La Cour européenne des droits de l'homme a reconnu l'Italie coupable d'avoir violé l'article 3 de la Convention des droits de l'homme (qui interdit "les traitements ou châtiments inhumains ou dégradants"), à travers la violente répression des manifestations organisées en marge du G8 de Gênes, en 2001.
L'affaire, Bartesaghi Gallo et Autres c. Italy, concerne l'arrestation et le violences physiques perpétrées à 42 manifestants à l'intérieur d'une école qui servait de QG aux activistes de la société civile et aux autres manifestants pacifistes. Dans son verdict, la Cour a estimé que ces violences s'apparentaient à des actes de torture.
Les évènements de ce mois de juillet 2001 sont encore très présents dans les têtes et constituent une page noire dans l'histoire de la police italienne, de la ville de Gênes et du gouvernement italien, qui n'a à ce jour pas encore réagi avec suffisamment fermeté en poursuivant les auteurs de ces violences honteuses.
Les faits
Le sommet du G8 s'est tenu à Gênes, du 19 au 21 juillet 2001, rassemblant les représentants des huit pays les plus industrialisés de la planète. Afin de manifester leur opposition, de nombreuses ONG italiennes et étrangères s'étaient rassemblées et avaient formé le "Genoa Social Forum", un groupe d'opposition au G8.
Les mesures de sécurité mises en place par la ville étaient très élevées, les autorités craignant que les manifestations n'entraînent des actes de vandalisme et des violences, notamment de la part d'un groupe de manifestants connu sous le nom de "Black bloc". Ce dernier ne représentait pas une ONG ou une association, mais se composait plutôt d'anarchistes et d'individus violents.
Le 20 juillet, les manifestations prennent rapidement de l'ampleur, notamment en raison de l'implication de ce groupe, et les affrontements avec la police plongent des quartiers entiers de la chaos.
Le lendemain, un nouvel officier de police est nommé pour rétablir l'ordre public. Il décide de réorganiser des patrouilles de police. Le but: afficher un sens de l'autorité for et de la sévérité.

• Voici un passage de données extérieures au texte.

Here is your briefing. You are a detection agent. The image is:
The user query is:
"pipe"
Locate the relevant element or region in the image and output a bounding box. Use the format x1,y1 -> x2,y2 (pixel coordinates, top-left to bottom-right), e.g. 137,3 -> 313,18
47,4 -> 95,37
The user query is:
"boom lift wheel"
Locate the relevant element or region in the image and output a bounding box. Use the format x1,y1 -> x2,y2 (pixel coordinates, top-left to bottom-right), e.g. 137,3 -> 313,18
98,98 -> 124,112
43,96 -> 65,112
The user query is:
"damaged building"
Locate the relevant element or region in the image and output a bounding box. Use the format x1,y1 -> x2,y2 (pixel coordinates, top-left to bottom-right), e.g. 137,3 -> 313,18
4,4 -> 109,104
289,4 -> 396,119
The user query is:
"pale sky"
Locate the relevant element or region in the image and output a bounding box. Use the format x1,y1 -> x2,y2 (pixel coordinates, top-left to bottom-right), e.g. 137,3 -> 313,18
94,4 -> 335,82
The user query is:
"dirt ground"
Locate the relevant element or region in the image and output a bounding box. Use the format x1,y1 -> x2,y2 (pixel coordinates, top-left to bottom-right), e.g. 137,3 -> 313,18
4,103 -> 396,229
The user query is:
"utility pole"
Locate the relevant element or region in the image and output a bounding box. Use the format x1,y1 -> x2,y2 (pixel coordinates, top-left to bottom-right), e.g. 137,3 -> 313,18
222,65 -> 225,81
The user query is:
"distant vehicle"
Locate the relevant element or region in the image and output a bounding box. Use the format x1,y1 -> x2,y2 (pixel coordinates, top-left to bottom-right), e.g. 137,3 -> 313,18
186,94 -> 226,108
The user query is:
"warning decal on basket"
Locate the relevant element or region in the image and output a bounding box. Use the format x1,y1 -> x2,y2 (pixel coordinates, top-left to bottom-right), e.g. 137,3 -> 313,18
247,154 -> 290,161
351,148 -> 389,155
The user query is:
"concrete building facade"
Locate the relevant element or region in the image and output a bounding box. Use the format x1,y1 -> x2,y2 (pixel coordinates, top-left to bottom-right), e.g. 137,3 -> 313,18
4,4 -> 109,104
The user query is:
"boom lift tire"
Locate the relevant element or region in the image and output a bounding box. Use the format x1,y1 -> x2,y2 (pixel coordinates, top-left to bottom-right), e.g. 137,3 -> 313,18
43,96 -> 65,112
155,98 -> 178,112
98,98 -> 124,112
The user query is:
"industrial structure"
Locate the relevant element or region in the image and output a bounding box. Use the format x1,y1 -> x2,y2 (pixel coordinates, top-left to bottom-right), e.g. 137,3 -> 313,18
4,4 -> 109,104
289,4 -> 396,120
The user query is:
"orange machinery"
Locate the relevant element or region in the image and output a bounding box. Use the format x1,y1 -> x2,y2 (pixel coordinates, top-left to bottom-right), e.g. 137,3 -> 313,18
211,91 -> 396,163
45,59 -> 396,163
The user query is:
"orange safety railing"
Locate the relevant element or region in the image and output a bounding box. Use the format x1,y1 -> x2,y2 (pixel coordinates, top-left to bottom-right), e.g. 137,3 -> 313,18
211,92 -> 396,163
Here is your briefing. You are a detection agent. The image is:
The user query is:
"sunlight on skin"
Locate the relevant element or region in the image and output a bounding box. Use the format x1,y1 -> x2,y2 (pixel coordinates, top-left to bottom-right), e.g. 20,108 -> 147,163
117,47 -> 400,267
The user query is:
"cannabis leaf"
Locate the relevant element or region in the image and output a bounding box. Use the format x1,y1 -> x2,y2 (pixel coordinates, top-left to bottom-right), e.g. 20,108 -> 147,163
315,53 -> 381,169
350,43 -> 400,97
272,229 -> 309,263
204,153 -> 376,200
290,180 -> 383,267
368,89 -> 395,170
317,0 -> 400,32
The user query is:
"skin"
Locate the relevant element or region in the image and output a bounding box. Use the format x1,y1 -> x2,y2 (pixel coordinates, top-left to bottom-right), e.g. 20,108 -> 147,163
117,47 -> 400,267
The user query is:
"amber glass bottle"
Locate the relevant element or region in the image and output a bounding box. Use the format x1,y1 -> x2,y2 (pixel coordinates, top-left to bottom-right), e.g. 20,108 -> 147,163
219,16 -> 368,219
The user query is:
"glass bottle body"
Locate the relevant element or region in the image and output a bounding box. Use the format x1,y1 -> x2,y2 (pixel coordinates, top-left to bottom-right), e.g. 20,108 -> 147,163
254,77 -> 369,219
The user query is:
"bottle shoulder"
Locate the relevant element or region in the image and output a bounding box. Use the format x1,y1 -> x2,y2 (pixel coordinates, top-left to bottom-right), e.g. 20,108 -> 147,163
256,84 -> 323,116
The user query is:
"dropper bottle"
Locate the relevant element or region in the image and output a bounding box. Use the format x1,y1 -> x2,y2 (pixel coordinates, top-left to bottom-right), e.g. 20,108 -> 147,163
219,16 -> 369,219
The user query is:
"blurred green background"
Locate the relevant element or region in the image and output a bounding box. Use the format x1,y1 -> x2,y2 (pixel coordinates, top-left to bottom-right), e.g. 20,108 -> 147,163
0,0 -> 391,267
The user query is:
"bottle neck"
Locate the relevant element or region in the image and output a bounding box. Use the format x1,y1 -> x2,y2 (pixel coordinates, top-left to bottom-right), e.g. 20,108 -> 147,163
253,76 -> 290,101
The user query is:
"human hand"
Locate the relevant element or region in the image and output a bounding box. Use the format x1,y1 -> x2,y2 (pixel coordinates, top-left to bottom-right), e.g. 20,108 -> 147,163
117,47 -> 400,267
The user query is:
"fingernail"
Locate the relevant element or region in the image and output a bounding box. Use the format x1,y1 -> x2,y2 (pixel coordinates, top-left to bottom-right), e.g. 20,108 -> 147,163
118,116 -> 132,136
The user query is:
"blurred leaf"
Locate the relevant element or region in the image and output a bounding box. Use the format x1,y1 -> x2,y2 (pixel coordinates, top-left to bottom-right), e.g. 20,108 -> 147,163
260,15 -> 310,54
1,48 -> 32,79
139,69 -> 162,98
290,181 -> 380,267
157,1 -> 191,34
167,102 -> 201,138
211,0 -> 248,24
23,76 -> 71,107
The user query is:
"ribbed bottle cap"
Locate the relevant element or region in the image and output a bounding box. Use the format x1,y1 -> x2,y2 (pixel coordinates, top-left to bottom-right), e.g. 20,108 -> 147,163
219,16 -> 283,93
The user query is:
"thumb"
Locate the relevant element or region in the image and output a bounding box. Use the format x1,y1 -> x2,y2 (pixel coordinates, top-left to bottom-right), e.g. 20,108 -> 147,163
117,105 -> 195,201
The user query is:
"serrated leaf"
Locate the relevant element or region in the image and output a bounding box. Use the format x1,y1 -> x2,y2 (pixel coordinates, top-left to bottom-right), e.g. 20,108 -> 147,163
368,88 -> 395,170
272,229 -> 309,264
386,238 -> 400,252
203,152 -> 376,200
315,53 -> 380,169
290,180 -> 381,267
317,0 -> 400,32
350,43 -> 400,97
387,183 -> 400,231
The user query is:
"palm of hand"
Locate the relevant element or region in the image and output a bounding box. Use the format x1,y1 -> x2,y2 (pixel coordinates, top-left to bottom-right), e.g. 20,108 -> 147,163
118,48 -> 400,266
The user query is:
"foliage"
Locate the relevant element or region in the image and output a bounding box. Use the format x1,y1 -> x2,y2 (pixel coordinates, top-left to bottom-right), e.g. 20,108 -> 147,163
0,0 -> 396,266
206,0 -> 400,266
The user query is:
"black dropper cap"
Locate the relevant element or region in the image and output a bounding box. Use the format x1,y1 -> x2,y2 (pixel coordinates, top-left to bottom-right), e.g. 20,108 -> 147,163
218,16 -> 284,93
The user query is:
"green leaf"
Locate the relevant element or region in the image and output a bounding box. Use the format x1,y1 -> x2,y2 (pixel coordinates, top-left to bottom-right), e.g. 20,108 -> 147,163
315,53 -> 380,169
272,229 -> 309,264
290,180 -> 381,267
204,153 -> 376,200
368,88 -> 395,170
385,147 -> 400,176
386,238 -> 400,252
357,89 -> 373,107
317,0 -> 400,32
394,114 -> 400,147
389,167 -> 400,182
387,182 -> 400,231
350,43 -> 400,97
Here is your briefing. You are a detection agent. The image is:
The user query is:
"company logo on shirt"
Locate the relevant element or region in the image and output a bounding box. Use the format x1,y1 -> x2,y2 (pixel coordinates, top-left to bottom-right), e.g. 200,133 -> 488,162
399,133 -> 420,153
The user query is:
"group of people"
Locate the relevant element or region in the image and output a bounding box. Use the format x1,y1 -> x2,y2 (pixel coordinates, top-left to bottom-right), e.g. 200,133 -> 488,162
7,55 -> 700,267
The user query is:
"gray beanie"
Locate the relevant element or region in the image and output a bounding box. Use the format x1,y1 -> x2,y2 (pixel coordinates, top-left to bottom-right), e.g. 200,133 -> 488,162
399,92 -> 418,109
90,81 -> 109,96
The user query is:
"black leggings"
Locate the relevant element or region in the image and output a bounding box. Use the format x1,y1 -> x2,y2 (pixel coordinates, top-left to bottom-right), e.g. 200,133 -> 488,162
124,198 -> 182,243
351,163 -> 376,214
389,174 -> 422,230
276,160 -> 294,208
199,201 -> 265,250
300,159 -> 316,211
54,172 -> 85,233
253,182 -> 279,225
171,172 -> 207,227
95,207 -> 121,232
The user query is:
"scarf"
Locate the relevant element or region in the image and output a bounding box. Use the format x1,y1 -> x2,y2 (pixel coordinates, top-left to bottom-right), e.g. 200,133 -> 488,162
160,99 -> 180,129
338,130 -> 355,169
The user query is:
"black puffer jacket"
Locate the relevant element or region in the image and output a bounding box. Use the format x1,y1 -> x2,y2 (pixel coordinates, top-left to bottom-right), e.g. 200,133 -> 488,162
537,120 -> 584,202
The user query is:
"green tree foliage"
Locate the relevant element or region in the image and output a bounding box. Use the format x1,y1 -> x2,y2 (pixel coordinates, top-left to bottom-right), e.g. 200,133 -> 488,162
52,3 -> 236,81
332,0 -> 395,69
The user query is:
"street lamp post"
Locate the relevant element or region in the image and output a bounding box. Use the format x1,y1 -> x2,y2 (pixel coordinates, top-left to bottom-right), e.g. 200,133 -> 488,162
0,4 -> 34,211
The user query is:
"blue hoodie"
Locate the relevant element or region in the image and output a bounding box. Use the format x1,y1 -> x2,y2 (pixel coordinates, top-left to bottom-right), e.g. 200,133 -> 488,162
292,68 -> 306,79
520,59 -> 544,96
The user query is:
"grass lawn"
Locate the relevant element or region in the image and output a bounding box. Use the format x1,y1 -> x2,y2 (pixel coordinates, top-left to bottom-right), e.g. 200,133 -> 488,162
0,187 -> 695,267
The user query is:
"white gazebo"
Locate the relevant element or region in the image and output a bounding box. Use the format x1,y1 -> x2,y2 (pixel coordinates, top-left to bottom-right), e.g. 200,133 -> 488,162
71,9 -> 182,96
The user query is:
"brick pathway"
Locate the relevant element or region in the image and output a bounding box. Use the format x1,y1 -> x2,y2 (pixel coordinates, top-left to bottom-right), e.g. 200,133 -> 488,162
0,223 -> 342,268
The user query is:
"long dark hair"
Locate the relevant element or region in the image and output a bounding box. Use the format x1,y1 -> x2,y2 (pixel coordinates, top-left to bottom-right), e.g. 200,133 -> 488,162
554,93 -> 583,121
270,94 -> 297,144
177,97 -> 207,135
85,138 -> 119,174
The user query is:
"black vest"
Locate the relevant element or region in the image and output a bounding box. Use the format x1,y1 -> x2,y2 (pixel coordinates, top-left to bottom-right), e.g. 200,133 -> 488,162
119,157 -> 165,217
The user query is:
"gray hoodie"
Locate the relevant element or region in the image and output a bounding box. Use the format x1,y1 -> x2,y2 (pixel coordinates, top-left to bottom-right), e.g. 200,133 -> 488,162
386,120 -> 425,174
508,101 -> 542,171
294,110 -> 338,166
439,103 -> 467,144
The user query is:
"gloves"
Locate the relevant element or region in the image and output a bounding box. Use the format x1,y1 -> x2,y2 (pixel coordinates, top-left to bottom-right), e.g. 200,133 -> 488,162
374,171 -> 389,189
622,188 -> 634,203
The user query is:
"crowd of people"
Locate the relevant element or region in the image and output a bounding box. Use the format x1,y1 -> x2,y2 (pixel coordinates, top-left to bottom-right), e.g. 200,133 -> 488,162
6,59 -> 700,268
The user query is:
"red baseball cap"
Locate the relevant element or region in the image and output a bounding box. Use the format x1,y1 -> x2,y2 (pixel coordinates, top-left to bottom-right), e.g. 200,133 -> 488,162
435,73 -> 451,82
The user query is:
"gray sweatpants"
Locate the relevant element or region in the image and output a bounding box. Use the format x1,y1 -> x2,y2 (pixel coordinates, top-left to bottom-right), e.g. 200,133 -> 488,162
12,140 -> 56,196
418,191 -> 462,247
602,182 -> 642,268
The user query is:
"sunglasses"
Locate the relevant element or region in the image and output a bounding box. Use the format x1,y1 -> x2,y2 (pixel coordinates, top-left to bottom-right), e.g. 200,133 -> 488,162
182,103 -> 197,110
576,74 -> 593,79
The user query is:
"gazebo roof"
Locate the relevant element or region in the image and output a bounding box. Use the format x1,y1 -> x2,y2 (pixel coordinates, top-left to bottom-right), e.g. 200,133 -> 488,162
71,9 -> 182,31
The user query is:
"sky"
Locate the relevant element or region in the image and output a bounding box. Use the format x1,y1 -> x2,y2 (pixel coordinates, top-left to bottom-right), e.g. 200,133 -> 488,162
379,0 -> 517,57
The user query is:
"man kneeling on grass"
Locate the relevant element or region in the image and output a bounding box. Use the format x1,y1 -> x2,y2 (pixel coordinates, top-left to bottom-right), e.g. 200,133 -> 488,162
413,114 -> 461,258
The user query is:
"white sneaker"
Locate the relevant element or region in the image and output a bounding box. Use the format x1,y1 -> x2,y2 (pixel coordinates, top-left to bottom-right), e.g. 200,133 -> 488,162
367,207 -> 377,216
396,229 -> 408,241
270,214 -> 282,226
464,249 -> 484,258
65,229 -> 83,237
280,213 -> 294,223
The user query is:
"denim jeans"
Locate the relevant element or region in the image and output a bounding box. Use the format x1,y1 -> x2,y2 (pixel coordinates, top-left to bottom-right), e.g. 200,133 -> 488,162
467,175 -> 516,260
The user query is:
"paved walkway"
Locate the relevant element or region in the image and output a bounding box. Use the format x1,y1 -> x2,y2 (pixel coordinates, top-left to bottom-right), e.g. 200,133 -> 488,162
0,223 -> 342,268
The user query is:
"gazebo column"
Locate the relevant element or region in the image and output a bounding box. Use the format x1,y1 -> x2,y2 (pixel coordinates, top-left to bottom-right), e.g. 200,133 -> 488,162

La police passe alors au QG des ONG, situé à l'école Armando Diaz School, où les membres des associations avaient reçu des autorités municipales l'autorisation de rester.
La présence de la police ne tarde pas à provoquer des réactions verbales à l'encontre des forces de l'ordre. En réponse, celles-ci décident immédiatement de boucler la zone afin d'organiser une fouille dans l'école, visant à trouver des manifestants du groupe Black bloc.
Des unités de CRS sécurisent alors la zone et interdit à quiconque d'en sortir. Au total, 500 hommes sont déployés dans le secteur de l'école.
Aux alentours de minuit, la police entre dans l'école et menace de battre avec des matraques celles et ceux qui sont à l'intérieur, sans tenir compte du fait que la plupart d'entre eux se trouvent encore dans des sacs de couchage ou que d'autres lèvent les bras et montrent leurs documents d'identité.
Cette violence inouïe aura fait de nombreux blessés. D'autres seront emmené.es dans des postes de police et placé.es en garde à vue, où les menaces et humiliations perpétrées par les fonctionnaires de police continueront.
L'affaire portée devant la CrEDH de Strasbourg
La CrEDH avait déjà rendu un verdict dans une affaire concernant les mêmes évènements: en 2015, elle avait statué que les interventions policières contre un manifestant en particulier constituaient des actes de torture.
Dans cette plus récente affaire, Bartesaghi Gallo and Others v. Italy., la Cour de Strasbourg a estimé que les mêmes traitements dégradants avaient été infligés par la police. La CrEDH a déterminé que, encore une fois, l'Italie était coupable d'avoir violé la Convention européenne des droits de l'homme, et l'a condamné à payer entre 45000 et 55000 euros de dommages à chacune des victimes.
Suite à cette condamnation, l'ONG Antigone, qui milite depuis longtemps pour qu'une loi reconnaissant et condamnant la torture soit inscrite dans le Code pénal italien, a exhorté le Parlement à créer une Commission d'enquête travaillant sur les évènements du sommet du G8 de 2001, afin de déterminer la responsabilité des autorités dans ces actes et comportements choquants.
Mais l'Italie ne dispose toujours pas d'une loi permettant de punir les coupables: le projet de loi reconnaissant la torture comme un crime dans le Code pénal attend d'être approuvée par la Chambre des députés. Comme l'explique le président d'Antigone, Patrizio Gonnella:
"Le Parlement ne peut plus attendre. Il doit approuver une loi applicable et adéquate, qui soit en accord avec les conventions internationales. Les codes d'identification pour les fonctionnaires de police doivent être mis en place dès maintenant. Cela ne peut se faire sans une loi".